A key directive for staff is this:  be sensitive about the feelings others have about you when you are choosing to leave.  Make a plan, work the plan, finish well. 


A Finishing Plan  

Finishing well is a ministry, whether you are retiring, moving on, or being moved out.  There are several elements of a good plan to transition from your position at your church: 

  1. Plan in advance, as much as possible.  When you have a new job offer, the timeframe may be shorter.  As you plan retirement, your planning time could be longer.  If you face a sudden, serious illness or the "opposition" is forcing you out, the timing may be very short.  To whatever degree you are able, the more time you spend to develop a plan, the better. 
  2. You will naturally make thorough plans for yourself and your family.  Be sure to think through a plan from the perspective of your church and the people.
  3. Pray about your plan.  Ask God to direct you with the heart of a servant, and the spirit of Jesus.
  4. Think about yourself from two polar opposites at once:  (1) you are less important than you think:  this church will go on without you.  Christ is the Head of the church - you never could get that job; (2) you are more important than you may realize - in the lives of the people.  Be sensitive to their feelings.
  5. Make your plan with the help of an outside person who is not subjectively and emotionally involved in your church.  If you can, use a professional who knows churches.  This will help you the most.  Your church Board will most likely recognize the emotional nature of the situation and see the financial investment involved to be a good value compared to the fallout that could occur if the transition goes poorly. 
  6. As you plan, be sensitive about communication and timing.  There is a correct time to discuss your leaving with the senior leader, another time with the staff, an additional time with the Board, and another time with the whole congregation.  Each of these represents different times of communication.  In your communication, try to be as positive and clear as possible.  Be gentle, soft, and sensitive about your relationships with the people of the church.
  7. At some levels, you may be involved in planning through your successor.  There are a wide variety of models to help the church through the transition toward your replacement.  The most seamless transition is not always the most obvious.  For example:  if you are the leader and have an associate or assistant, the predictable approach is that the associate or assistant gets the job.  Yet, in most situations, that becomes the poor choice.  It activates the "Peter Principle," and programs that person for failure.  Some people are gifted to be assistants and associates.  Honor that! 
  8. The best and most seamless way to transition well is the model given by Jesus:  disciple your successor(s).  Then make sure you leave!  If you can't ascend into heaven, do your best to move out of town.  At the very least, leave the church!

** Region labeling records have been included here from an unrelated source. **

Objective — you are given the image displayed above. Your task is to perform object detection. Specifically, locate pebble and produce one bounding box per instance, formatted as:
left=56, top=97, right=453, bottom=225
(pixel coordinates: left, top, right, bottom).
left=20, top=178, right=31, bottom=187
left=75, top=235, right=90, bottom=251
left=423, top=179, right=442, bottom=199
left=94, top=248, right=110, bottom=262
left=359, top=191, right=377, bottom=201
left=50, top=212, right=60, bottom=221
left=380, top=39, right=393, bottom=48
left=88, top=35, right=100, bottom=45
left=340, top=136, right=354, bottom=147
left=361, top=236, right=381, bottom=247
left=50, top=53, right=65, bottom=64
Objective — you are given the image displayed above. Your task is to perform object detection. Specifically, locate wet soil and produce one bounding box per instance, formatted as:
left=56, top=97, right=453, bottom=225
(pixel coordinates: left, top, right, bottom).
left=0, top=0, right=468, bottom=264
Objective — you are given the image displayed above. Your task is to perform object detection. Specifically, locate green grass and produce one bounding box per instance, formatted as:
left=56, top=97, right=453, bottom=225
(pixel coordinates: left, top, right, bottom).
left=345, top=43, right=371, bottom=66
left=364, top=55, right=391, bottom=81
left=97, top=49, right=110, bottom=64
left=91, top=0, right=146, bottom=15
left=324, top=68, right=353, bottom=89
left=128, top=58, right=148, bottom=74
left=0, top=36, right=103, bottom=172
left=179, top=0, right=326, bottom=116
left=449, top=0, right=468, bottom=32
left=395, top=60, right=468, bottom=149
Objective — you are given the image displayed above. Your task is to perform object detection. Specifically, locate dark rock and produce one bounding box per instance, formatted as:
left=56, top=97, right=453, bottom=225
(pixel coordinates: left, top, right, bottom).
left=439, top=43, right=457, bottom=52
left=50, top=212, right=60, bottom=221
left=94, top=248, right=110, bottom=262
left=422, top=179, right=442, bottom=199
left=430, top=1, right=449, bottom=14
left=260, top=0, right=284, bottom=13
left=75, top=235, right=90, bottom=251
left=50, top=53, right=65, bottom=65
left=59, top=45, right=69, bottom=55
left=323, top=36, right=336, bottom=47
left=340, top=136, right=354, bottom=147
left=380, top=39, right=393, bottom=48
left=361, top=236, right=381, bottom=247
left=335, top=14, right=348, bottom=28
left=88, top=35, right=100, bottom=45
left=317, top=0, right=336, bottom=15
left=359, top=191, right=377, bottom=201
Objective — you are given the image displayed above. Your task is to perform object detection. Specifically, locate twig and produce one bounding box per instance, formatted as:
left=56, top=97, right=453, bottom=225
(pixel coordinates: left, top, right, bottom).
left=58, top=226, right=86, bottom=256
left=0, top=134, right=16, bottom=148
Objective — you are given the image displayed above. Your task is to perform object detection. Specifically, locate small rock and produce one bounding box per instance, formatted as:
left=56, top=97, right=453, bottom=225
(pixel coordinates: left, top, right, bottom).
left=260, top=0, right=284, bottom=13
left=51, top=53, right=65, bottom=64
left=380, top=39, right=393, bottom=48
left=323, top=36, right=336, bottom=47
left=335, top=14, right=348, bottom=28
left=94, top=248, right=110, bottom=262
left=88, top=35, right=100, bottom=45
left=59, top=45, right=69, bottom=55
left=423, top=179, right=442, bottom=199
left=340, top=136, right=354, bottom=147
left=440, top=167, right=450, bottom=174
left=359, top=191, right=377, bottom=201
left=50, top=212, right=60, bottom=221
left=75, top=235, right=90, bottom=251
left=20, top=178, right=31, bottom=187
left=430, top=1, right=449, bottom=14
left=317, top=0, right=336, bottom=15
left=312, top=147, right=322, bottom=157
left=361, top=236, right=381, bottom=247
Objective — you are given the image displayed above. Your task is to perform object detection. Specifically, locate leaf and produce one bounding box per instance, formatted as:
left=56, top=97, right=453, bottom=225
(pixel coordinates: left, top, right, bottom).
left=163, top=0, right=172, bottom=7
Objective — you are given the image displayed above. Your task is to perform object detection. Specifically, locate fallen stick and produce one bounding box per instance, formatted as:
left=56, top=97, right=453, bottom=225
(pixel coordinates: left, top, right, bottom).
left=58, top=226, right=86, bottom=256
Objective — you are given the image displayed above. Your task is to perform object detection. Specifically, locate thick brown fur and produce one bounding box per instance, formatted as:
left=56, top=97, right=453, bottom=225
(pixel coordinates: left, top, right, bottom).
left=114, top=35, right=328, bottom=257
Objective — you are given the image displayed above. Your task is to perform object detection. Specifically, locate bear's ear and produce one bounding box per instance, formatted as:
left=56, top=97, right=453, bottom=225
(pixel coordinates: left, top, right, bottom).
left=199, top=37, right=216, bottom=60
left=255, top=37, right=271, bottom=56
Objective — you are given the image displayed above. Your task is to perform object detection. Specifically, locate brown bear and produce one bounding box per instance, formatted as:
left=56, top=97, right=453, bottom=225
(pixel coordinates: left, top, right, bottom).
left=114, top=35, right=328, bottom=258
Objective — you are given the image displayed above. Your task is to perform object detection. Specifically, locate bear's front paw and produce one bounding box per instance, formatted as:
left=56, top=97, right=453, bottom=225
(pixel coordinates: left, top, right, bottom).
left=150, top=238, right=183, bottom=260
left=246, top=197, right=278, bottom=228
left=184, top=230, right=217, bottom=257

Ten Ingredients for Finishing Well 

  1. Recognize that moving on is a sensitive, emotional, great opportunity to minister to those you are leaving.
  2. Plan well in advance to finish well - long before you "go public."
  3. Utilize an outside coach, who is not emotionally involved, but is professionally equipped to be your guide - and to guide the church and your successor.
  4. If you are retiring, remember, there is no precedent in Scripture for the historically recent concept of retirement.  Think in terms of "refirement": what will you do next? 
  5. Do not plan to stay around the church.  While there are rare exceptions, in most cases, it causes pain and disruption - for everyone.
  6. If you want to continue serving part-time, find a church that needs help - any church except the one you're leaving.
  7. As you make a plan to leave, choose the timing of announcements very carefully.
  8. Put specific dates to each step of your exit strategy - and stick to them.
  9. Do not leave before you leave (the lame duck syndrome).  Work hard, finish strong, and finish the race with integrity.
  10. Allow your church to celebrate your years of service.  This is an act of grace on your part, and transition therapy for the church.